Nov 6, 2015 | By Kira

Researchers of Complex Materials at ETH Zürich have developed a 3D printing method for designing composite materials with exquisite microstructural features that until now have only been seen in biological materials grown in nature. By utilizing this ‘multimaterial magnetically assisted 3D printing system’ (MM-3D printing), the team has effectively gone beyond 3D shaping capabilities to access a five-dimensional design space. The results of this process are multifunctional shape-changing soft devices that could be used to create mechanical means for joining parts in the human body such, as tendons and muscles, or for selective pick-and-place systems in soft robotics.

According to the researchers, the possibility of combining multiple materials in a single geometry within 3D printed objects allows for the creation of dynamic programmable objects—we’ve seen this in the past with inks loaded with cathode and anode materials for the direct wiring of lithium-ion microbatteries; or cases of combining cells with biocompatible hydrogels to explore the possibility of tissue regeneration. These 3D printed designs often resemble the approach used by living cells to grow biological materials in nature, however until now, man-devised structures have been unable to reach the same level of complexity: “independent local composition and texture control provide living cells with at least two additional degrees of freedom as compared with regular 3D printing process,” they explain.

Inspired by the elaborate heterogeneous architectures found in natural materials—such as plants who change their shape in response to environmental triggers—the researchers have devised “an additive manufacturing route that enables programming and fabrication of synthetic microstructures within a five-dimensional design space. Besides the 3D shaping capabilities of additive manufacturing, such a design space also includes local control of composition (+1D) and particle orientation (+1D).”

Schematics of the MM-3D printing platform for the creation of heterogeneous composites.

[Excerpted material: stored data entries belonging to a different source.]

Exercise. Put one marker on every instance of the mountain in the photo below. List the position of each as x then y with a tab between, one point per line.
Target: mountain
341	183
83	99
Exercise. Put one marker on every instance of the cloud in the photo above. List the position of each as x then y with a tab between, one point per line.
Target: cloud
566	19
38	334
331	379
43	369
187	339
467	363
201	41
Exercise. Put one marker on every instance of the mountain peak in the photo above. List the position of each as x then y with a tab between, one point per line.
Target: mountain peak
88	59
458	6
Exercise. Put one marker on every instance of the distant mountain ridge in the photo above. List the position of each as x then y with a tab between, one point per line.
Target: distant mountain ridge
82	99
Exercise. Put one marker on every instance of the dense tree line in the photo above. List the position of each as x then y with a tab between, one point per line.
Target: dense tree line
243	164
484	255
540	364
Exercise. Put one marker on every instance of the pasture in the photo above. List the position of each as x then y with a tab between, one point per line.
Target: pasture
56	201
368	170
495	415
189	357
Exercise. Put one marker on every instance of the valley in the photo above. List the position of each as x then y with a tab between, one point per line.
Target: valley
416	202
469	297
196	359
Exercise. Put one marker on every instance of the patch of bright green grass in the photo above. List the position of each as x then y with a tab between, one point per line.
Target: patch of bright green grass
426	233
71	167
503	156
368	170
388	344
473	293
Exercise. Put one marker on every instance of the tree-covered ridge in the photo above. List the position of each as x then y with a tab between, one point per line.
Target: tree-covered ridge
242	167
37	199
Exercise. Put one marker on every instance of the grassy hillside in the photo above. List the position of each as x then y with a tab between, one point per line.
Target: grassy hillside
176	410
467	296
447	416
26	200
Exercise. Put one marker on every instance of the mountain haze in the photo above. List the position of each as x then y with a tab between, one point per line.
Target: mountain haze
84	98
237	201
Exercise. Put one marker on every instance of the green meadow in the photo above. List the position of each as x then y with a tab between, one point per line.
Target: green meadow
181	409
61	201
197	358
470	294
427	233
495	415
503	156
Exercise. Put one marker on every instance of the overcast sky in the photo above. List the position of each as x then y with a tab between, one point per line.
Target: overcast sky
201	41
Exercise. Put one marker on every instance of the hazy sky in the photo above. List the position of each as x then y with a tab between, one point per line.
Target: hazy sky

We’ve seen 4D printing in the past, for example, in the case of these complex self-folding structures created with 3D printed shape-memory polymers, however in order to achieve ‘5D programmability,’ the Swiss researchers used inks with magnetically responsive particles suspended in a light-sensitive liquid resin. They then used a modified commercial 3D printer, 3DDiscovery’s regenHU, to deposit the inks.

The customized 3D printer was equipped with four independently addressable syringes that can be charged with inks with different formulations. A two-component mixing and dispensing unit is also integrated to enable a gradual change in the inks composition. As for the inks, two separate inks with distinct rheological behaviour were used: a viscoelastic ‘shaping’ ink, used to generate an outer rim; and a low-viscosity ‘texturing ink,’ printed within the contours.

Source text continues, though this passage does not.